Sandy Tsan, 861299012

Douglas Tran, 861208900

# Riverside Crime Reports and the Riverside Yelp Restaurants
### Part 1: Dataset info 

In [1]:
import pandas as pd
import numpy as np
import seaborn as sns

crimes_df = pd.read_csv("Crime_Reports.csv")
crimes_df = crimes_df[["offenseDate","crimeType","premise","blockAddress","npc"]].copy()
crimes_df['offenseDate'].replace('', np.nan, inplace=True)
crimes_df = crimes_df.dropna(subset=['offenseDate'])

restaurants_df = pd.read_csv('Yelp/restaurants.csv')
restaurants_df = restaurants_df.replace(np.nan, 0.0, regex=True)
restaurants_df.head()

FileNotFoundError: [Errno 2] File b'Crime_Reports.csv' does not exist: b'Crime_Reports.csv'

In [None]:
import numpy as np
import pandas as pd

data_dir_yelp = ""
yelp_df = pd.read_csv("Yelp/restaurants.csv")
yelp_df.iat[398, 7] = 0
yelp_df['zip_code'] = yelp_df['zip_code'].astype(int)
yelp_df['price'] = yelp_df['price'].fillna("$NO")
prices = {'$': 1, '$$': 2, '$$$': 3, '$$$$': 4, '$NO': 0}
yelp_df.price = [prices[item] for item in yelp_df.price]
yelp_df.head()

### Part 2: Building a model
This can include building a model to perform prediction (like applying linear regression or kNN) or clustering. 

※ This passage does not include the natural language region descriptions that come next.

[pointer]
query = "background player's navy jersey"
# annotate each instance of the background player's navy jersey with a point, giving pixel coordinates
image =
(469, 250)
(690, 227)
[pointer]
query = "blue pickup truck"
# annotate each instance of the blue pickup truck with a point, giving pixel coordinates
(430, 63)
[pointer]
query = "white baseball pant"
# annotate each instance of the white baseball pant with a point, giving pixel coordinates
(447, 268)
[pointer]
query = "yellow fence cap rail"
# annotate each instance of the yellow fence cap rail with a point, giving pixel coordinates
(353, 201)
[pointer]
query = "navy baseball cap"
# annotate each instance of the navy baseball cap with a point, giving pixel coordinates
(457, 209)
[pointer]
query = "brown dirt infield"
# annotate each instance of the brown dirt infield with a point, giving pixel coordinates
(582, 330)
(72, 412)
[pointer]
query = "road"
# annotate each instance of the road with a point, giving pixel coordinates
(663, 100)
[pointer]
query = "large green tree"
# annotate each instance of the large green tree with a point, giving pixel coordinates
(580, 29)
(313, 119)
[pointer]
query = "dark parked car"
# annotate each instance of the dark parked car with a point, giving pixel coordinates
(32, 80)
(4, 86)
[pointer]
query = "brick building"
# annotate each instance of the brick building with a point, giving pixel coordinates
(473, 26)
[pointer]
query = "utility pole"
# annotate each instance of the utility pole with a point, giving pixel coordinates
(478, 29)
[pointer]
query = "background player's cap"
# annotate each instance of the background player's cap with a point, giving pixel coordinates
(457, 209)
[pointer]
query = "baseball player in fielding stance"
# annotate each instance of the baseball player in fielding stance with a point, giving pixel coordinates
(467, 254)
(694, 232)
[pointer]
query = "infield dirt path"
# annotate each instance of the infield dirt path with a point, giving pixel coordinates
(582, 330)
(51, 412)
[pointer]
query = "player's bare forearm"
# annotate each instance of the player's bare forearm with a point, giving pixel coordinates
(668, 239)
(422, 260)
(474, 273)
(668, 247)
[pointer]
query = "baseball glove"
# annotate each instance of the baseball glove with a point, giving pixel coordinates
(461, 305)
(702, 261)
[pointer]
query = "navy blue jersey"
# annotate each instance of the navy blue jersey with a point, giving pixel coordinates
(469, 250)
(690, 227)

You can also use the models for data analysis, not just ‘predictions’. For example, in linear regression we saw that the
resulting coefficients tell us how the features are correlated to the target variable. 

So, this analysis might help you identify features of importance with respect to a target feature in the dataset.



In [None]:
yelp_train = yelp_df.loc[:275].copy()
yelp_test = yelp_df.loc[276:].copy()
yelp_train.plot.scatter(x="zip_code",y="review_count")
from sklearn.linear_model import LinearRegression

X_train = yelp_train[["zip_code"]]
X_test = yelp_test[["zip_code"]]
y_train = yelp_train["review_count"]

model = LinearRegression()
model.fit(X=X_train, y=y_train)
model.predict(X=X_test)

In [None]:
import numpy as np

X_new = pd.DataFrame()
X_new["zip_code"] = np.linspace(0, 20000, num=50)
y_new_ = pd.Series(
            model.predict(X_new),
            index=X_new["zip_code"]
)

print("Coefficient: ", model.coef_)
print("Intercept: ", model.intercept_)

We will perform predictions based on numerical values from the Yelp dataset, that is, the zip codes, review counts, ratings, and prices. This chart shows the average zip code in comparison to the review count.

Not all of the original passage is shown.